The NASA space program and the Kennedy mission demonstrated that great feats come from extraordinary dreams. Rallying a nation around something that was the stuff of science fiction excited imagination and energized people to do what was needed, from building rockets to sweeping the floors. But of course, most businesses do not have the entire financial might of the US government behind them when they start out.
In 2001, a thirty-year-old Elon Musk asked privately, “what if we could colonize Mars?” and by 2007 he was stating it publicly. Within a few years, SpaceX was created, and the path was set. Today, Musk believes this will be a reality in 2026. Doubt him at your peril. Innovations and evolution have occurred along the way to realize the dream. For example, the development of a reusable rocket enabled huge financial and technical advantages, allowing multiple launches and easier commercialization of space travel. This created massive cost reduction, and a revenue producing mechanism carrying commercial payloads, to keep the program moving forward. Other advancements in solar energy, battery storage, tunnel boring technology, and electric vehicles across all his companies were either borne out of the big vision, or supported it. Along the way, the impact of Musk’s big thinking has attracted naysayers, inspired competition, invention, and inspired cultural change.

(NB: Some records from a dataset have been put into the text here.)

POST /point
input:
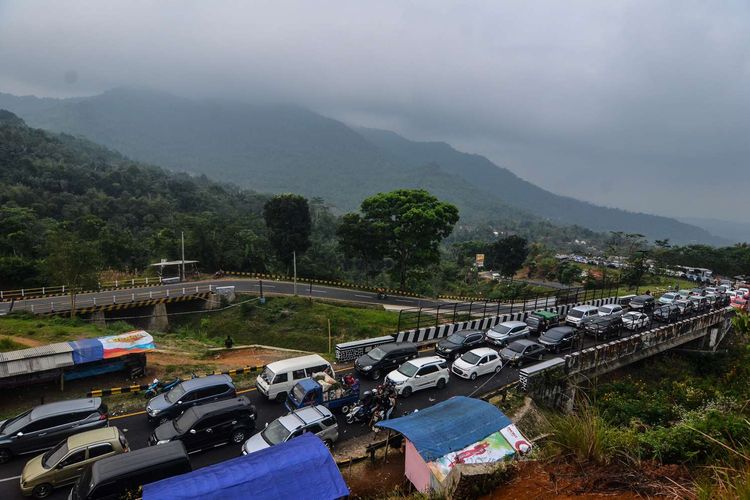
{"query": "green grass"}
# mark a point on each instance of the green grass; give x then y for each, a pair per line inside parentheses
(293, 323)
(55, 329)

When Steve Jobs rejoined Apple in 1997, he put the focus squarely on an ideal. That was “to build an enduring company that prioritized people”. Given the excess of the late nineties and rising stock market bubble, the focus on people-not-profit was aspirational. In the following decades, Apple would make user enjoyment and design the focus while they delivered some of the biggest evolutions in modern consumer electronic history. They literally changed industries from computer chip improvements by suppliers and operating systems, to hardware design and industry disruptions including music and cameras.
Bill Gates and Paul Allen had the vision, after founding Microsoft in 1975, to “put a personal computer on every desk and in every home” and they succeeded. Had they really understood the acceleration of their goal, they might have said “to put a computer in every pocket”. Microsoft along with its competitors and suppliers ensured it. By creating the simple software that interfaced with average human and business users, computers quickly became ubiquitous. In time, size was reduced, and capability was vastly improved. The computational power of technology that once occupied entire floors in buildings now rests in the palm of our hand.
To realize big dreams it takes more than the ability to dream, it is a hallmark of above average IQ. A high intelligence is an advantage, but not a prerequisite, when bringing a grand idea to fruition. The genius of big dreams that shape the world is that the dreamers see things differently than others. They see the future in terms of possibility and have the skill of critical thinking to deconstruct them.